Dongbei Special Steel
- Type: State-owned enterprise
- Predecessor: Liaoning Special Steel Group; Beiman Special Steel Group;
- Founded: 2004
- Founder: Liaoning and Heilongjiang Governments
- Headquarters: Dalian, Liaoning, China
- Revenue: CN¥20.791 billion (2014)
- Operating income: CN¥154.787 million (2014)
- Net income: CN¥97.323 billion (2014)
- Total assets: CN¥51.818 billion (2014)
- Total equity: CN¥6.453 billion (2014)
- Owner: Liaoning Government (68.8069%); Heilongjiang Government (14.5191%); Orient Asset Management (16.6740%);
- Parent: State-owned Assets Supervision & Administration Commission of Liaoning Government
- Subsidiaries: Dalian Special Steel (100%); Beiman Special Steel (58.63%); Shanghai Special Steel (99.67%);
- Website: dtsteel.com

= Dongbei Special Steel =

Chinese steel company

Dongbei Special Steel Group Co., Ltd. is a state-owned enterprise based in Dalian, Liaoning Province (the south most city of Northeastern China or Dongbei). It was owned by State-owned Assets Supervision and Administration Commission (SASAC) of the Provincial Government of Liaoning (46.1230%) and Heilongjiang (14.5191%), as well as a subsidiary of Liaoning SASAC (22.6839%) and China Orient Asset Management (16.6740%).

The company was formed by the merger of Dalian Special Steel (aka Liaoning Special Steel Group) and Beiman Special Steel Group (literally North Manchuria Special Steel) in 2004. Dongbei Special Steel became the holding company of the two steel maker, plus Fushun Special Steel, a subsidiary of Liaoning Special Steel Group.

In 2016 the enterprise defaulted several times.
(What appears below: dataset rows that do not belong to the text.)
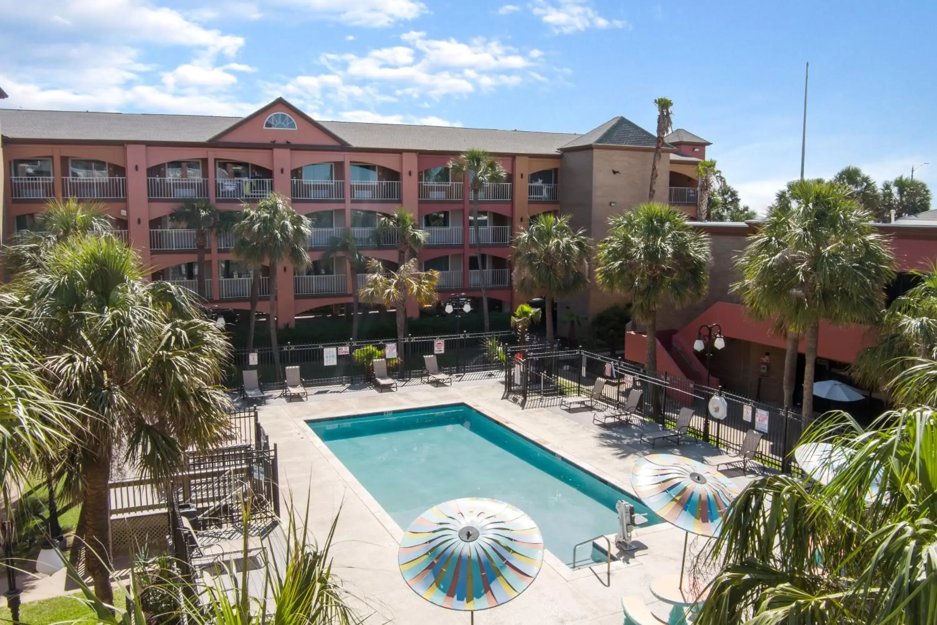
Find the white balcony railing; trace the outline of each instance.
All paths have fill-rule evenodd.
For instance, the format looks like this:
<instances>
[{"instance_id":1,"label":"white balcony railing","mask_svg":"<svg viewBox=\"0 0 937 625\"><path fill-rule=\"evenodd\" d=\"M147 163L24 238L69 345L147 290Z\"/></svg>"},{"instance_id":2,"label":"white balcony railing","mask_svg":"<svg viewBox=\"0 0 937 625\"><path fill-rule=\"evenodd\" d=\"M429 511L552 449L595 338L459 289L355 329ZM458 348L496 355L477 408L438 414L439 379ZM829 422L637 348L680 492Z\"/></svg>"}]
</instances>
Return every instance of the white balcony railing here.
<instances>
[{"instance_id":1,"label":"white balcony railing","mask_svg":"<svg viewBox=\"0 0 937 625\"><path fill-rule=\"evenodd\" d=\"M506 287L511 284L510 269L472 269L468 272L468 286L477 288L482 286L482 275L484 275L484 286L486 287Z\"/></svg>"},{"instance_id":2,"label":"white balcony railing","mask_svg":"<svg viewBox=\"0 0 937 625\"><path fill-rule=\"evenodd\" d=\"M246 300L250 298L252 277L223 277L219 282L218 295L222 300ZM270 278L260 278L260 297L270 295Z\"/></svg>"},{"instance_id":3,"label":"white balcony railing","mask_svg":"<svg viewBox=\"0 0 937 625\"><path fill-rule=\"evenodd\" d=\"M449 290L462 288L462 272L439 272L439 281L436 284L438 290Z\"/></svg>"},{"instance_id":4,"label":"white balcony railing","mask_svg":"<svg viewBox=\"0 0 937 625\"><path fill-rule=\"evenodd\" d=\"M420 183L421 200L461 200L462 183Z\"/></svg>"},{"instance_id":5,"label":"white balcony railing","mask_svg":"<svg viewBox=\"0 0 937 625\"><path fill-rule=\"evenodd\" d=\"M557 201L557 185L530 183L528 185L528 200L530 201Z\"/></svg>"},{"instance_id":6,"label":"white balcony railing","mask_svg":"<svg viewBox=\"0 0 937 625\"><path fill-rule=\"evenodd\" d=\"M45 200L55 197L55 183L52 176L12 176L9 194L16 200Z\"/></svg>"},{"instance_id":7,"label":"white balcony railing","mask_svg":"<svg viewBox=\"0 0 937 625\"><path fill-rule=\"evenodd\" d=\"M424 228L429 232L427 246L461 246L462 227L457 228Z\"/></svg>"},{"instance_id":8,"label":"white balcony railing","mask_svg":"<svg viewBox=\"0 0 937 625\"><path fill-rule=\"evenodd\" d=\"M198 294L199 292L199 281L198 280L166 280L170 284L178 285L180 287L186 287L193 293ZM205 299L212 299L212 281L205 280Z\"/></svg>"},{"instance_id":9,"label":"white balcony railing","mask_svg":"<svg viewBox=\"0 0 937 625\"><path fill-rule=\"evenodd\" d=\"M292 181L293 200L344 200L344 180Z\"/></svg>"},{"instance_id":10,"label":"white balcony railing","mask_svg":"<svg viewBox=\"0 0 937 625\"><path fill-rule=\"evenodd\" d=\"M511 201L511 183L488 183L478 193L479 200Z\"/></svg>"},{"instance_id":11,"label":"white balcony railing","mask_svg":"<svg viewBox=\"0 0 937 625\"><path fill-rule=\"evenodd\" d=\"M400 183L394 180L377 182L351 181L352 200L399 200Z\"/></svg>"},{"instance_id":12,"label":"white balcony railing","mask_svg":"<svg viewBox=\"0 0 937 625\"><path fill-rule=\"evenodd\" d=\"M511 226L486 226L478 229L483 246L500 246L511 243ZM468 227L468 243L475 245L475 229Z\"/></svg>"},{"instance_id":13,"label":"white balcony railing","mask_svg":"<svg viewBox=\"0 0 937 625\"><path fill-rule=\"evenodd\" d=\"M668 201L674 204L695 204L695 186L671 186L667 195Z\"/></svg>"},{"instance_id":14,"label":"white balcony railing","mask_svg":"<svg viewBox=\"0 0 937 625\"><path fill-rule=\"evenodd\" d=\"M218 200L266 198L273 190L272 178L221 178L215 181L215 197Z\"/></svg>"},{"instance_id":15,"label":"white balcony railing","mask_svg":"<svg viewBox=\"0 0 937 625\"><path fill-rule=\"evenodd\" d=\"M175 228L151 230L150 249L195 249L195 231Z\"/></svg>"},{"instance_id":16,"label":"white balcony railing","mask_svg":"<svg viewBox=\"0 0 937 625\"><path fill-rule=\"evenodd\" d=\"M293 275L293 292L296 295L321 293L345 293L345 274L335 275Z\"/></svg>"},{"instance_id":17,"label":"white balcony railing","mask_svg":"<svg viewBox=\"0 0 937 625\"><path fill-rule=\"evenodd\" d=\"M126 178L62 178L62 196L79 200L126 197Z\"/></svg>"},{"instance_id":18,"label":"white balcony railing","mask_svg":"<svg viewBox=\"0 0 937 625\"><path fill-rule=\"evenodd\" d=\"M147 178L150 200L204 200L208 197L207 178Z\"/></svg>"}]
</instances>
Chairman Yang Hua committed suicide in March 2016, four days before the first default.

==Subsidiaries==
- Dalian Special Steel Co., Ltd. (100%)
- Beiman Special Steel Co., Ltd. (58.63%)
- Shanghai Special Steel Co., Ltd. (99.67%) - wholesaler and retailer of Dongbei Special Steel in Shanghai City

==Equity investment==
Dongbei Special Steel owned 38.58% stake in Fushun Special Steel (), based in Fushun, Liaoning, as the largest shareholder. The shares of the company float in the Shanghai Stock Exchange.